Start with the problem the document is actually solving. A conventional communications satellite divides its coverage into fixed spot beams, each with a set slice of capacity. That works until demand stops cooperating. Traffic over an ocean at 3 a.m. is near zero while a city beam saturates at peak hour, yet the fixed-beam design cannot lend the idle capacity to the busy beam. The result is a satellite that is simultaneously overbuilt and oversubscribed.

Viasat's grant US10707952B2, issued July 7, 2020 and classified in H04B 7/18515 (satellite communications capacity allocation), claims a constellation architecture that treats capacity as a pooled, movable resource. The named inventor is Mark D. Dankberg, Viasat's founder, which matters: this is the company's own architectural thesis, not a peripheral acquisition.

What the claim actually covers is the coordination layer. It is one thing to build a satellite with steerable beams; it is another to claim a system that decides, across multiple satellites, how to reassign capacity so the aggregate constellation serves shifting demand.
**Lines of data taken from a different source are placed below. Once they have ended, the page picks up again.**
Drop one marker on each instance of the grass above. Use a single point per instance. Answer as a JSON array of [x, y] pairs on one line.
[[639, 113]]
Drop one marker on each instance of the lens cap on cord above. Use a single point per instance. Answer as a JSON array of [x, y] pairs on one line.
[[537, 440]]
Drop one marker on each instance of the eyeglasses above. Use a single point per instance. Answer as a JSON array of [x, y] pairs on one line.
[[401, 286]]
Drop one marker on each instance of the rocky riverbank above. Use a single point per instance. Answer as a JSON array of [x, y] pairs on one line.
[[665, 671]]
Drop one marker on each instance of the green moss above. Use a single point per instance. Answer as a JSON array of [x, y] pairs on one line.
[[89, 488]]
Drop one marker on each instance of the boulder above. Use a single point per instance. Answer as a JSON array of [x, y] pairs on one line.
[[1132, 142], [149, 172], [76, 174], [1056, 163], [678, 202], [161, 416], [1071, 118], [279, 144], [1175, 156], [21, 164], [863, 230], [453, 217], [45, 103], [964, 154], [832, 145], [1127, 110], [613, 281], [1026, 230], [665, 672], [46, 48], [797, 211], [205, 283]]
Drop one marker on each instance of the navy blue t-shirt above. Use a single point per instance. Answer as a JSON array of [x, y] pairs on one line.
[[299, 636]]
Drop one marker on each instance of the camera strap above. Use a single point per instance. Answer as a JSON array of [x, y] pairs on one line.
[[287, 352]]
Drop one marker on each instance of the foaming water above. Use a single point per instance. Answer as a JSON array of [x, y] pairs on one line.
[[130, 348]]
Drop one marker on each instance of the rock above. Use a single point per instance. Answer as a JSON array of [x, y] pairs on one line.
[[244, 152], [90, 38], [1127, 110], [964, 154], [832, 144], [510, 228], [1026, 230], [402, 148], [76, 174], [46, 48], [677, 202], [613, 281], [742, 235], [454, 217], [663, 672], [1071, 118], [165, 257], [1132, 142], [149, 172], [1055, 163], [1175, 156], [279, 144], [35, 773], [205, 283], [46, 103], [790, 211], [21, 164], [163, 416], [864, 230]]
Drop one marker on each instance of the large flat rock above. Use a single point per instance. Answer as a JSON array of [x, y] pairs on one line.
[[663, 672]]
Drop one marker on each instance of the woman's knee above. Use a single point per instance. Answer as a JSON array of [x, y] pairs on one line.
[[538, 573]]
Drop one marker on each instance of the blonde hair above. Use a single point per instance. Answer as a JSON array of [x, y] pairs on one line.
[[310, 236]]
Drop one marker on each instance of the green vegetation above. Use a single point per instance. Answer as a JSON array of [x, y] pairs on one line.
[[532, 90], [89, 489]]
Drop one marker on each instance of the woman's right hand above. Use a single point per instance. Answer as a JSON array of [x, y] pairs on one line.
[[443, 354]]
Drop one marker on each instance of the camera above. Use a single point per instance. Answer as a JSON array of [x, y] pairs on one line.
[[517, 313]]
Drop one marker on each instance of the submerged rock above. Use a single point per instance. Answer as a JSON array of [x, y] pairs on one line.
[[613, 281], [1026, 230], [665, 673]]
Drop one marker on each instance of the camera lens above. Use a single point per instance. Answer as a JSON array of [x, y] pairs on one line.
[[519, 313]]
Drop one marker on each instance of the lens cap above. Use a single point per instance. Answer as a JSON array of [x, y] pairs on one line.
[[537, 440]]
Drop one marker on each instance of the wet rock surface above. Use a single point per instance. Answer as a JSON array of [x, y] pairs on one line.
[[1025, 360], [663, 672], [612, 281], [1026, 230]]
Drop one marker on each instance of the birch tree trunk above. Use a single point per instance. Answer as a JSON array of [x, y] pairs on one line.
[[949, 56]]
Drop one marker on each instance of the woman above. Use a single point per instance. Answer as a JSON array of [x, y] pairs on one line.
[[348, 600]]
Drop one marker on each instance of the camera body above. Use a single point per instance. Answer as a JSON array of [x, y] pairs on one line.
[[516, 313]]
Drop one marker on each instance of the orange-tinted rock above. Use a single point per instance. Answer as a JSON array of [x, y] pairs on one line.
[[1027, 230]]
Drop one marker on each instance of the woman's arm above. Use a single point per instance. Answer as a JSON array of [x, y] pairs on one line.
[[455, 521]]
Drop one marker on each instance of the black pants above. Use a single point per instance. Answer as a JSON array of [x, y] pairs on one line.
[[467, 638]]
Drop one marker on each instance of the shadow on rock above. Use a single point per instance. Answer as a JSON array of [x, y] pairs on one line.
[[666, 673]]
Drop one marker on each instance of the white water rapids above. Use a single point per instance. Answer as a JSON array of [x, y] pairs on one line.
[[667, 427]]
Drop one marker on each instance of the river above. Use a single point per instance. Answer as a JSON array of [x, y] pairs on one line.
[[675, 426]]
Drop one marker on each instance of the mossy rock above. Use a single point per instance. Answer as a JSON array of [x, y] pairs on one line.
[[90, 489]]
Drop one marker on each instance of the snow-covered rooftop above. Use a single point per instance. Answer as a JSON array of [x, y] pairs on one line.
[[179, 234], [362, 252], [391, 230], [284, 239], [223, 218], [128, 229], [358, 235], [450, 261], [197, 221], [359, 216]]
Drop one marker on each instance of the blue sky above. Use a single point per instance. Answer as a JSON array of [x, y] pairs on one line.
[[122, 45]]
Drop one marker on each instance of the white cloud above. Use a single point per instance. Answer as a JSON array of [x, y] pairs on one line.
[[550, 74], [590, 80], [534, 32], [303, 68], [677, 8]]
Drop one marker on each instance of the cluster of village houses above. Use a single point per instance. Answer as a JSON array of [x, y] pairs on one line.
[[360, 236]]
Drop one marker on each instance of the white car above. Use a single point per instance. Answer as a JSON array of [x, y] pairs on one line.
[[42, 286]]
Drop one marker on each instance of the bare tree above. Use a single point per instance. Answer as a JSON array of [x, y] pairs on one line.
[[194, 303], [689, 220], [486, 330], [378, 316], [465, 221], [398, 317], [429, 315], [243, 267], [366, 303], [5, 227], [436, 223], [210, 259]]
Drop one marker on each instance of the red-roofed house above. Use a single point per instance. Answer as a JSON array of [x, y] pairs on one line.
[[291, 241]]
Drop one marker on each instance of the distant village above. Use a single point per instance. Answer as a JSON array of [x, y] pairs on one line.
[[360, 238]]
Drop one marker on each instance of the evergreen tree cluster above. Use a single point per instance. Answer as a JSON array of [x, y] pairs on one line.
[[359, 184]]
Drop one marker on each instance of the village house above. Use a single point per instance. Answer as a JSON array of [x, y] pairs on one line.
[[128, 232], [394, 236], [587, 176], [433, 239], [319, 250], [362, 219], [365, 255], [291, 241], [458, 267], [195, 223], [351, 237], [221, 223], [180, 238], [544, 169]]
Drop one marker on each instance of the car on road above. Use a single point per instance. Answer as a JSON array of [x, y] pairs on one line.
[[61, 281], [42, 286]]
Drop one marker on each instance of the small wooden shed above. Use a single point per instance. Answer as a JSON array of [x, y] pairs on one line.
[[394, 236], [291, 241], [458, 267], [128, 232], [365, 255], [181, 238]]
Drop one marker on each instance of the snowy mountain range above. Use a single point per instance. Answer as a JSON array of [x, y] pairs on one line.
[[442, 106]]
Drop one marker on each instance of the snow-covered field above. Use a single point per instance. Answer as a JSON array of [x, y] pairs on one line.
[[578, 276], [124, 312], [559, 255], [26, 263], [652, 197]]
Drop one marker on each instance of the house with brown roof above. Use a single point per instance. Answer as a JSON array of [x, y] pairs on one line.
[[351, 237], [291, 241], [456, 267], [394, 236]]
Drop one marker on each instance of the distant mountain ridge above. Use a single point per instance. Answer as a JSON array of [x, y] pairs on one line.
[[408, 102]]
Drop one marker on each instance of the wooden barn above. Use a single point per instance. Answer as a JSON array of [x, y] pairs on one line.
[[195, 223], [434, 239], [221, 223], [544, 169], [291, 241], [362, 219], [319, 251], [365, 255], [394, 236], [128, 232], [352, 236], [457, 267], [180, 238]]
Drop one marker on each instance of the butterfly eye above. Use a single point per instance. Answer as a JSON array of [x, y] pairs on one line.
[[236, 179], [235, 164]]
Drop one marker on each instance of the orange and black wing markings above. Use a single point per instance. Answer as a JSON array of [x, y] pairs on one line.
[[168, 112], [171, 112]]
The dependent claims describe the allocation logic that turns a fleet of independent satellites into a single elastic network.

Read against the companion application US10707953B2, "Satellite constellation having multiple orbital inclinations," the strategy comes into focus: Viasat was patenting both the geometry and the capacity-management layer of a multi-inclination system in the same July 2020 window. Architecture and orbit design were being defended together.

Why this mattered in 2020: the industry was mid-pivot from large geostationary birds toward distributed capacity. Viasat was defending a software-and-architecture moat at exactly the moment LEO broadband entrants were arguing that sheer satellite count, not capacity intelligence, would win. The patent is Viasat's counter-argument, written in claim language.

The open question the document cannot answer is execution. A patent describes a capability; it does not prove the capability flies, scales, or beats a rival's brute-force approach. Follow the manifest, not the abstract: watch whether flexible-capacity claims like this one show up as fielded performance, or stay on paper while the constellation race is decided on launch cadence.